L'air guerrier, Jean-Marie Le Pen s'avance sur scène. Les bras levés, le vieux chef de 84 ans contemple les quelque 1 000 militants qui l'acclament par son prénom. Le "chant des esclaves" de l'opéra Nabucco de Verdi retentit et plonge la salle du palais des Congrès de La Baule dans une atmosphère solennelle. Même s'il n'est plus en première ligne, Jean-Marie Le Pen est toujours adulé par ses militants. En ce samedi soir, c'est son heure de gloire : il est à la tribune pour prononcer un discours sur l'immigration, l'un de ses thèmes de prédilection. Sans se départir de son goût de la provocation, le député européen lance d'un ton alarmant : "Le temps nous est compté. Il est un problème qui menace d'échapper à l'action du politique, c'est celui de l'immigration. (...) L'immigration est devenue une invasion que subissent les Français depuis près de 40 ans."
"Violences sauvages"
Pendant une heure, assis sur une chaise blanche, Jean-Marie Le Pen tape comme un sourd sur les musulmans en assénant une série d'affirmations à l'emporte-pièce : "Les immigrés sont souvent de race, de moeurs et de religion très différentes des Français de souche", "le fait que l'immigration soit en majorité de religion musulmane fait que les exigences sont de plus en plus pressantes", "les émeutiers musulmans sont capables de violences sauvages" ou encore "l'islamisme s'affiche de façon arrogante". Les populations d'origine rom ne sont pas épargnées : "Ceux-là disent : Nous, nous sommes comme les oiseaux, nous volons naturellement", souffle Le Pen à leur sujet. Plus tôt dans la journée, la présidente du parti frontiste, Marine Le Pen, avait aussi ciblé l'islam en défendant sa proposition d'interdire le voile et la kippa dans les lieux publics. Elle avait déploré ainsi "la multiplication exponentielle du voile en France et de la djellaba, surtout dans certains quartiers", tout en jugeant "évident que la kippa ne pose pas de problème dans notre pays".

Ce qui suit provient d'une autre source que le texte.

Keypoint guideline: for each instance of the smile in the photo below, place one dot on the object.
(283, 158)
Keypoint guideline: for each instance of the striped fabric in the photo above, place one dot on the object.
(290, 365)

Anticipant les critiques, Jean-Marie Le Pen tente de se justifier tant bien que mal. "Vous allez dire Le Pen ressort sa vieille rengaine, Marine Le Pen se radicalise, mais quand on a l'impression de détenir la vérité, pourquoi cesser de la dire ?" s'interroge-t-il. Et de plaider pour la fin du regroupement familial, la "préférence nationale" et la suppression du droit du sol. "Le droit du sol est une disposition qui ferait qu'une chèvre née dans une étable serait un cheval", juge-t-il l'air content de sa formule.
Main droite sur le coeur
Au bout d'une heure, une petite main organisatrice augmente un peu la lumière de la salle, histoire de faire comprendre au vieux chef qu'il est temps de conclure. Il se lève alors en courbant l'échine. Si sa santé est bonne, le poids des années se fait sentir. Son regard embrasse la salle. Il savoure les applaudissements et contemple l'oeuvre de sa vie : en octobre, le FN célébrera ses quarante ans. Désireux d'atténuer sans doute un peu la violence de ses propos, il embraye : "Je me rends compte que ce que j'ai dit peut être cruel, mais la vérité est dure à regarder en face." Puis, s'avançant au bord de la scène, il met la main droite sur le coeur et s'incline pour saluer tout spécialement sa fille Marine Le Pen. Assise au premier rang, celle-ci ne l'a pas quitté des yeux pendant tout le discours. Le sourire aux lèvres, Marine Le Pen fixe son père et lui rend son salut. En un regard, ils se sont tout dit. Ce soir, il n'y aura pas d'embrassade du père et de la fille cadette devant les caméras. Jean-Marie Le Pen savoure son moment de gloire, et quitte la salle, triomphant.